Introduction
Navigating the realm of concurrency in programming can be like orchestrating a symphony of activities that occur simultaneously. Enter the world of Go, a programming language that gracefully handles concurrency through goroutines and channels. In this blog, we'll journey through a series of hands-on examples, each illustrating an essential lesson in harnessing the power of concurrency in Go.
Lesson 1: Starting with the Basics
func infiniteCount(thing string) {
for i := 1; true; i++ {
fmt.Println(i, thing)
time.Sleep(time.Second * 1)
}
}
// The program counts "dog" forever and never gets to "cat".
func main() {
infiniteCount("dog")
infiniteCount("cat")
}
Output
~ go run .
1 dog
2 dog
3 dog
4 dog
In our first lesson, we get acquainted with the concept of concurrency. The function infiniteCount
continuously prints out numbers along with a given text, providing us with a simple example of a recurring task. However, the call to infiniteCount("cat")

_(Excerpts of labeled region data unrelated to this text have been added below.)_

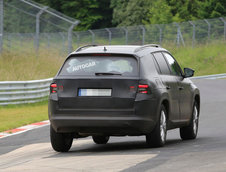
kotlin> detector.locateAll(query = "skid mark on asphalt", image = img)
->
[0,139,157,172]
[146,151,226,172]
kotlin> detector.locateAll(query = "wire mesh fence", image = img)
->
[0,0,226,55]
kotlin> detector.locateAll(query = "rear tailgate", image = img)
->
[55,54,139,109]
[56,78,138,109]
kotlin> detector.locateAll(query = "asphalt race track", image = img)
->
[0,79,226,172]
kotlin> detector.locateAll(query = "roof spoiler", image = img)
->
[134,44,161,52]
[75,44,98,52]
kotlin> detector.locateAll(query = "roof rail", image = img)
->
[134,44,161,52]
[75,44,98,52]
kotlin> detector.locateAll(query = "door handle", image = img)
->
[179,87,184,90]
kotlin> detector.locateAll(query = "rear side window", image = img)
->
[60,56,138,76]
[154,53,170,75]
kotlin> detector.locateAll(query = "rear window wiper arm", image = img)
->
[95,72,122,76]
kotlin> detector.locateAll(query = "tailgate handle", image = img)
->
[166,85,170,90]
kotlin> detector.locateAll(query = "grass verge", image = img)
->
[0,101,48,132]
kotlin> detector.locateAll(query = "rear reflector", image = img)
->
[138,84,149,94]
[50,84,57,93]
[138,84,148,88]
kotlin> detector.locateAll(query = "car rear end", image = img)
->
[49,53,159,135]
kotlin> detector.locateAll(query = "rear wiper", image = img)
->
[95,72,122,76]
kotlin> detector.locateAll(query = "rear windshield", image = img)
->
[60,56,138,76]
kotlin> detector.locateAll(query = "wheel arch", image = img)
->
[194,94,200,113]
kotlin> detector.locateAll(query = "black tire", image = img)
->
[146,105,167,147]
[50,125,73,152]
[92,136,110,144]
[180,102,199,140]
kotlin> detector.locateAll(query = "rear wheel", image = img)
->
[50,125,73,152]
[180,102,199,140]
[92,136,110,144]
[146,105,167,147]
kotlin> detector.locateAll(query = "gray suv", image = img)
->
[49,44,200,152]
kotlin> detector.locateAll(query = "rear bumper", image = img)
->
[49,96,158,135]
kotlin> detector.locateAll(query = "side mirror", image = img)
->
[184,68,195,78]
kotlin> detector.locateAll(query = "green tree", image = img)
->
[198,0,226,19]
[110,0,151,26]
[35,0,112,30]
[144,0,173,24]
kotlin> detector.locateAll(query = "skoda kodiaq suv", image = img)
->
[49,44,200,152]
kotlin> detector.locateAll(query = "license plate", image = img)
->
[78,88,112,96]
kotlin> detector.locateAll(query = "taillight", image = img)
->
[138,84,149,94]
[50,84,57,93]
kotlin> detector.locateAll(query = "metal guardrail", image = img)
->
[191,73,226,79]
[0,78,53,105]
[0,73,226,105]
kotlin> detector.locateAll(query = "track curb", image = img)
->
[0,120,50,139]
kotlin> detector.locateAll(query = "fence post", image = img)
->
[188,21,195,48]
[220,17,226,40]
[105,28,111,45]
[156,24,162,45]
[0,0,4,53]
[44,33,50,49]
[174,22,185,46]
[59,32,67,52]
[139,25,146,45]
[204,19,211,42]
[35,6,48,53]
[68,21,79,54]
[88,30,95,44]
[122,27,128,45]
[74,32,80,48]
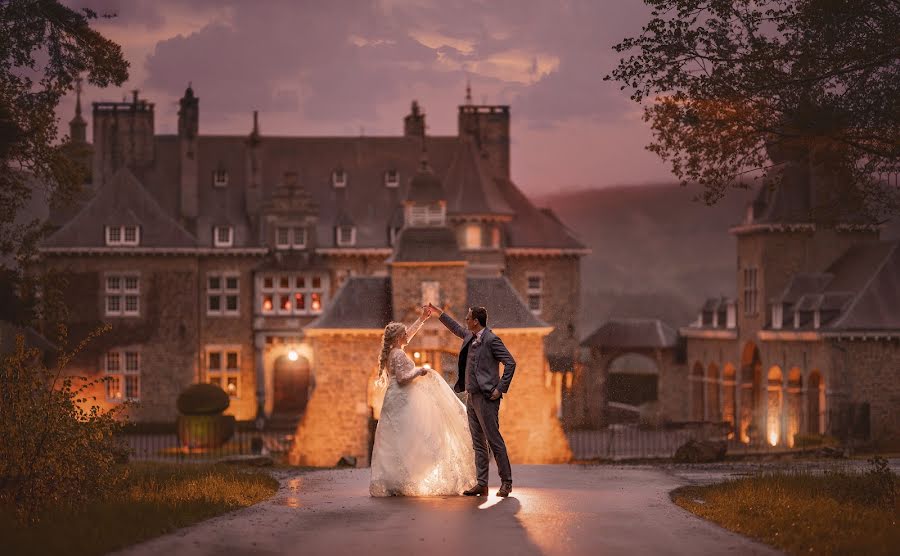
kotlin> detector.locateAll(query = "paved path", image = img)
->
[122,465,778,556]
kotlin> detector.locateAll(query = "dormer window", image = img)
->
[213,226,234,247]
[337,226,356,247]
[275,226,306,249]
[106,226,141,246]
[213,169,228,187]
[331,170,347,187]
[384,170,400,187]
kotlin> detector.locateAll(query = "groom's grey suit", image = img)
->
[440,313,516,486]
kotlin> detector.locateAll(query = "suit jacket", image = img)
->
[440,313,516,398]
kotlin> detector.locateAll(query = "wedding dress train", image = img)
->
[369,321,476,496]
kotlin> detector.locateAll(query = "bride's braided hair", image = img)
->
[375,322,406,387]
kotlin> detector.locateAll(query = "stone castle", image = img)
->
[41,87,588,466]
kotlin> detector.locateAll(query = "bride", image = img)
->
[369,307,476,496]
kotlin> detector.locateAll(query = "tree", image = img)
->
[606,0,900,219]
[0,0,128,320]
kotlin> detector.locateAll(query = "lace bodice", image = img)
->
[388,317,425,385]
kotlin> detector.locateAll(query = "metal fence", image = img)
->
[119,425,294,462]
[566,423,789,461]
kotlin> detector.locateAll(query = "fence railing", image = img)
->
[119,425,294,462]
[566,423,789,461]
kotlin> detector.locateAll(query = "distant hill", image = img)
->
[535,184,900,336]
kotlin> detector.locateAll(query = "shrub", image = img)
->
[176,383,231,415]
[0,326,124,521]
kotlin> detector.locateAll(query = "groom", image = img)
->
[428,303,516,496]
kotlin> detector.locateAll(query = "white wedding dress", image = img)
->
[369,319,476,496]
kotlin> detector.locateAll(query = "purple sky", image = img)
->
[59,0,673,194]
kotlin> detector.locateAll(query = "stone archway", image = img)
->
[765,365,784,446]
[691,361,706,421]
[739,342,765,443]
[706,363,722,421]
[272,352,311,415]
[786,367,803,448]
[722,363,737,440]
[806,371,825,434]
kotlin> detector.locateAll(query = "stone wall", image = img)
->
[495,330,572,463]
[506,256,581,364]
[290,330,382,467]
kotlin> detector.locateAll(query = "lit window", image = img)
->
[213,169,228,187]
[337,226,356,247]
[526,273,544,315]
[206,273,241,316]
[463,222,481,249]
[206,346,241,398]
[384,170,400,187]
[103,274,141,317]
[104,350,141,402]
[259,275,326,315]
[331,170,347,187]
[106,226,141,246]
[213,226,234,247]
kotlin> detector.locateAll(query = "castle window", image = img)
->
[463,222,481,249]
[106,226,140,246]
[213,226,234,247]
[526,273,544,315]
[422,282,441,306]
[213,169,228,187]
[206,346,241,398]
[104,273,141,317]
[337,226,356,247]
[331,170,347,187]
[744,268,759,316]
[104,350,141,402]
[206,273,241,316]
[384,170,400,187]
[259,274,327,315]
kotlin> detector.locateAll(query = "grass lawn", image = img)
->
[672,466,900,554]
[0,463,278,556]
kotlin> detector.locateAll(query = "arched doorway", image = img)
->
[272,353,310,414]
[787,367,803,448]
[739,342,765,443]
[806,371,825,434]
[706,363,721,421]
[691,361,706,421]
[722,363,737,440]
[766,365,784,446]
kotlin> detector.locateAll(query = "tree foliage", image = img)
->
[606,0,900,218]
[0,0,128,286]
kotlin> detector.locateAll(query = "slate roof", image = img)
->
[581,319,678,349]
[45,102,584,249]
[306,276,393,329]
[307,276,549,329]
[43,169,197,247]
[466,276,550,328]
[389,227,465,263]
[774,241,900,331]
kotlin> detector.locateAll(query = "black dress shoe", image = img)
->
[463,485,487,496]
[497,481,512,498]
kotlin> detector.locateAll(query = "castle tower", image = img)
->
[457,85,509,179]
[69,77,87,143]
[93,90,156,185]
[403,100,425,139]
[388,151,467,322]
[178,84,200,225]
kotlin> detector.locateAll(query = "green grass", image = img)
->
[672,473,900,554]
[0,463,278,556]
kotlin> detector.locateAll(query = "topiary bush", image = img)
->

never occurs after starting with infiniteCount("dog")
, highlighting how concurrency can affect program execution.
Lesson 2: Introducing Goroutines
func infiniteCount(thing string) {
for i := 1; true; i++ {
fmt.Println(i, thing)
time.Sleep(time.Second * 1)
}
}
// Using goroutines: "dog" is counted in the background.
func main() {
go infiniteCount("dog")
infiniteCount("cat")
}
Output
~ go run .
1 cat
1 dog
2 dog
2 cat
3 cat
3 dog
In lesson two, we dive into goroutines, Go's concurrency units. By using the go
keyword before a function call, we're able to launch concurrent execution. We start counting "dog" concurrently and immediately proceed to counting "cat". This showcases the non-blocking nature of goroutines.
Lesson 3: The Challenge of Asynchrony
func infiniteCount(thing string) {
for i := 1; true; i++ {
fmt.Println(i, thing)
time.Sleep(time.Second * 1)
}
}
// Running both count functions as goroutines.
func main() {
go infiniteCount("dog")
go infiniteCount("cat")
}
Output
~ go run .
~
Expanding on the previous lesson, we explore the scenario where both infiniteCount("dog")
and infiniteCount("cat")
are run as goroutines. Surprisingly, the expected output doesn't appear. Why? Because the program's main function exits before the goroutines finish execution, leading to an incomplete run.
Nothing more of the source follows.